By Brian Wacker
As much as the United States has struggled in the Ryder Cup in recent years—particularly on the road—it hasn’t had the worst record in men’s professional team competitions of late. That goes to the International team in the Presidents Cup, which is currently on a seven-match losing streak as it eyes the next competition 14 months from now at Royal Melbourne.
So how can the International team stop its own slide? Well, performances like the one Marc Leishman delivered on Sunday at the CIMB Classic in Malaysia would certainly help.
Leishman broke free from a three-way tie at the start of the final round with four birdies in his first five holes. It was the start of a tidy seven-under 65 performance at TPC Kuala Lumpur that allowed Leishman to cruise to a five-stroke victory over Emiliano Grillo, Chesson Hadley and Bronson Burgoon. Leishman’s final 72-hole score—26-under 262—matched the tournament scoring record, with the victory becoming the fourth of his PGA Tour career and third in his last 44 starts.
It will give the Aussie a big boost when the next Presidents Cup standings come out (he was 16th at the start of the week), as he tries to make the team for a fourth time. This time it will carry extra meaning as the event is played in Leishman’s home country.
“Being back at Royal Melbourne’s going to be awesome,” Leishman said. “I’ve played three President Cups so far, two in America, one in Korea, so to play one in Melbourne again with all my friends and family there is going to be awesome. [I’m] hoping I can continue this form, be a leader on that team.”

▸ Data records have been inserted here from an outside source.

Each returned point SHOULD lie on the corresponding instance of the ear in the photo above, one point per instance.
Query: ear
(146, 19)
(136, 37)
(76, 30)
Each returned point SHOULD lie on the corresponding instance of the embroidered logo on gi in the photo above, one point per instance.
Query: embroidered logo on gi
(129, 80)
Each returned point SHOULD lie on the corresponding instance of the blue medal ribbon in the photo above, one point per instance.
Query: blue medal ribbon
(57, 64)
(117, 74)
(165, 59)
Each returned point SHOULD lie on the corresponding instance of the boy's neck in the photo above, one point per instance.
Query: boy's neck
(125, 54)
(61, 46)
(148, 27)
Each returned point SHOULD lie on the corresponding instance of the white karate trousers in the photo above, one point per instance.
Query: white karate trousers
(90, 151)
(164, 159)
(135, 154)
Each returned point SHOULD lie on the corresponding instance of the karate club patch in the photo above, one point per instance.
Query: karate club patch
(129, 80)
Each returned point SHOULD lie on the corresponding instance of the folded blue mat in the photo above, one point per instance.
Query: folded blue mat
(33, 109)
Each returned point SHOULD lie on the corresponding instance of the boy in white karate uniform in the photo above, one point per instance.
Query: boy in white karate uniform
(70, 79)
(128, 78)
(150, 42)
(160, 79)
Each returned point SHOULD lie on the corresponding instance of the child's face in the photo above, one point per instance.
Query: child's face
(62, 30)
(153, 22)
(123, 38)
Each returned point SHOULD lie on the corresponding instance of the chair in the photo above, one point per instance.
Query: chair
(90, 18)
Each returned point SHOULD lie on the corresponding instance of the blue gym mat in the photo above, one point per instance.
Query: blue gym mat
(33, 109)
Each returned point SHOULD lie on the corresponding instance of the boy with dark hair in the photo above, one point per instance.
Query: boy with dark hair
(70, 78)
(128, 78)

Fourteen months is a long way off, but he’ll need to be one of the leaders if there’s any chance of the International team ending a losing streak that included an eight-point defeat at Liberty National last fall that was so bad the competition was nearly over before ever reaching the singles matches.
The good news for the International team in the next go round, aside from a suddenly reeling and somewhat disjointed U.S. team (can you say Patrick Reed?) is that Leishman might not be the only player it can turn to.
Grillo opened Sunday’s final round by going out in 30 before stalling on the back and finishing with a 66. Still, it was the 26-year-old Argentine’s best finish on tour since a runner-up at the 2016 Northern Trust, and his second top-10 in his last four worldwide starts.
Then there was India’s Shubhankar Sharma, who was one of the three players tied with Leishman at the start of the final round in Malaysia. He stumbles on Sunday, with two bogeys in his first six holes and five overall on his way to a disappointing 72 to tie for 10th. Still, it was the 22-year-old’s second top-10 on the PGA Tour in the last eight months in a still burgeoning career. He’ll get another chance to impress 2019 International captain Ernie Els with a practice round next week in Korea.
“He’s told me it would be great if you can make [the team],” Sharma said of Els. “That’s always enticing for a kid my age.”
A few other players also had performances in Malaysia that should be encouraging for Els. Mexico’s Abraham Ancer finished T-5 with a closing 65, fellow South African Louis Oosthuizen was T-5, and South Korea’s Siwoo Kim shots a Sunday 65 to finish T-10.
It’s still a long way out, but any little bit of optimism is a welcome one for the Internationals.